While Republicans in Congress promise they won’t allow any meaningful new regulations on guns, New York Gov. Kathy Hochul yesterday signed a package of new bills that will close loopholes in the state’s gun laws and raise the age to purchase a semiautomatic rifle from 18 to 21. The new laws follow the horrible mass shootings in Buffalo, New York, and Uvalde, Texas, both committed by shooters who legally bought their AR-15 rifles even though they were only 18.
In a speech prior to signing the bills, Hochul said the hell with thoughtsandprayers:
It just keeps happening. Shots ring out. Flags come down, and nothing changes. Except here in New York. In New York, we are taking strong bold action.
Hochul urged Congress to pass similar legislation; the House this week is likely to pass the Protecting Our Kids Act, which includes a measure increasing to 21 the federal age to purchase semiautomatic rifles and shotguns, but it’s likely DOA in the Senate, even though polling shows nearly three quarters of Americans support making 21 the legal age to buy guns. But 40 percent of Republicans are OK with their fellow Americans dying for the sake of precious, precious guns, and that percentage is way higher in GOP primaries in red states. So it goes.
New York already has pretty strong gun laws, passed after the 2012 massacre at Sandy Hook Elementary in Newtown, Connecticut. The new laws, in addition to raising the age to buy semiautomatic rifles to 21, will also require owners of such rifles to get a license, as is currently required for handguns in New York. Eighteen-year-olds will be able to own other types of long guns, such as shotguns and bolt-action rifles. Or muskets — which should be the only firearms allowed under the Second Amendment. Where are those strict textualists when you need them?

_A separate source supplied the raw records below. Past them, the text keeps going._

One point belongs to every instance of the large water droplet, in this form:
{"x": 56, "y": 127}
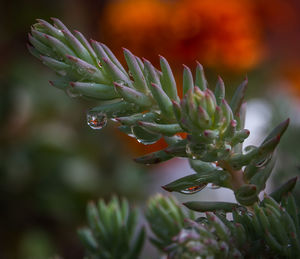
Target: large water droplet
{"x": 213, "y": 186}
{"x": 189, "y": 151}
{"x": 193, "y": 189}
{"x": 263, "y": 162}
{"x": 96, "y": 120}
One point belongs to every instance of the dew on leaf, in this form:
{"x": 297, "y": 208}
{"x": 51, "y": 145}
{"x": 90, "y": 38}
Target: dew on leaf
{"x": 96, "y": 120}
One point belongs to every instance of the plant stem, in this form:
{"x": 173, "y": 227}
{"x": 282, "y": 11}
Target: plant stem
{"x": 236, "y": 175}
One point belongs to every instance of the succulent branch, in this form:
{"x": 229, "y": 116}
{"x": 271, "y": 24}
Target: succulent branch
{"x": 145, "y": 102}
{"x": 112, "y": 231}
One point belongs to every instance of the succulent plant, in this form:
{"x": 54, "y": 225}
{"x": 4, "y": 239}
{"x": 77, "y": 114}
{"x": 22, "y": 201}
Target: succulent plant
{"x": 111, "y": 232}
{"x": 146, "y": 103}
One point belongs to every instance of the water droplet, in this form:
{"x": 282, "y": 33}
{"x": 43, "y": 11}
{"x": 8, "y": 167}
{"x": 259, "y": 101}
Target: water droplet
{"x": 189, "y": 151}
{"x": 263, "y": 162}
{"x": 71, "y": 92}
{"x": 193, "y": 189}
{"x": 121, "y": 82}
{"x": 96, "y": 120}
{"x": 213, "y": 186}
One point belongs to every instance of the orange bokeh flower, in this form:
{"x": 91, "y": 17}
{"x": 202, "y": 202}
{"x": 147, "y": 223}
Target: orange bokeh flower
{"x": 216, "y": 32}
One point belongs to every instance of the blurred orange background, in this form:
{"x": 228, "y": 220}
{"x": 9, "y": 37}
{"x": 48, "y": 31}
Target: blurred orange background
{"x": 51, "y": 163}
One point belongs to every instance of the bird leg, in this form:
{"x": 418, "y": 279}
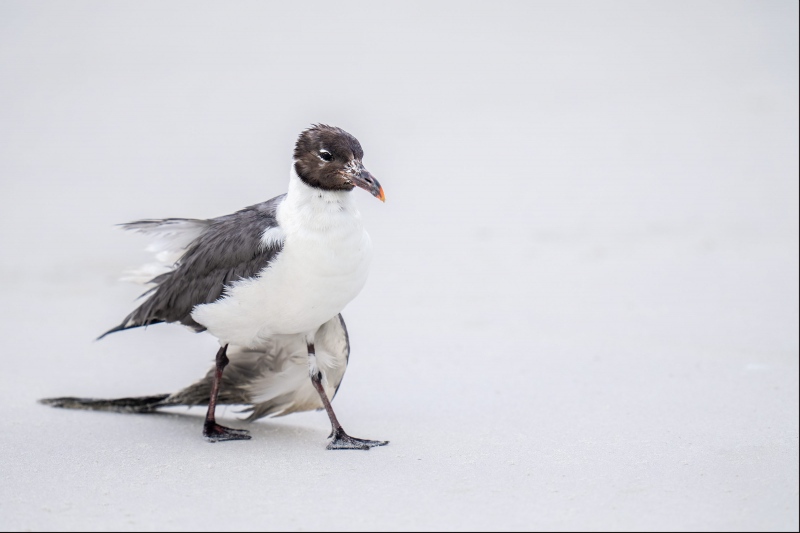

The new legislation also expands the state’s “red flag” law so that more people, like health professionals, can file a request for a judge to take guns away from people likely to hurt themselves or others. It also makes it mandatory for law enforcement to seek such an order if they get credible information of such a threat, and directs state police agencies to make sure law enforcement agencies throughout the state are clear on when officers should seek protective orders.
Other measures in the package would require that new semiautomatic pistols sold in New York be microstamped, which allows law enforcement to quickly match spent ammunition cartridges to the particular gun that fires them, and would limit purchases of body armor to people in law enforcement and other designated professions (the bill doesn’t appear to include “grocery cashiers” or “elementary school teachers,” however).
And in another area that might have helped in the case of the racist mass shooting in Buffalo, social media companies will be required to improve their policies regarding hateful conduct on their platforms, including providing a way for users to report hateful speech to moderators. (As far as we can tell, though, that wouldn’t obligate the companies to notify law enforcement, which we suppose would be in iffy First Amendment territory.) The Buffalo shooter posted long racist rants about his plans to social media, as well as descriptions of how he modified his AR-15, purchased in New York, to allow the attachment of a 30-round magazine, which is illegal in New York.
In an executive order issued shortly after the shooting in Buffalo, Hochul also ordered the state’s Division of Homeland Security and Emergency Services to set up a new unit dedicated to preventing domestic terrorism, and for the state police to establish a unit that would focus on tracking domestic extremism on social media.
Speaking at the signing ceremony, New York Attorney General Tish James said that the state would be ready to defend these laws against challenges, pointing out that “the Second Amendment is not absolute.” She clearly had in mind an upcoming US Supreme Court ruling that seems likely to gut New York’s concealed weapon law, which requires that people show “good cause” to get a concealed carry permit.
Research hasn’t supported gun humpers’ claim that more concealed weapons reduce crime, but it also hasn’t shown that relaxing concealed carry laws necessarily results in more violence either. That said, the eight states that, for the moment, require people to show they need a concealed weapon do indeed have lower homicide rates, although the exact reasons for the correlation haven’t been determined. With the Court ready to throw out those state laws, we suppose we’ll have eight laboratories ready to look at what the effects on murders and shootings will be. New York lawmakers are already planning to craft new legislation to limit the availability of concealed carry permits if the existing law is overturned.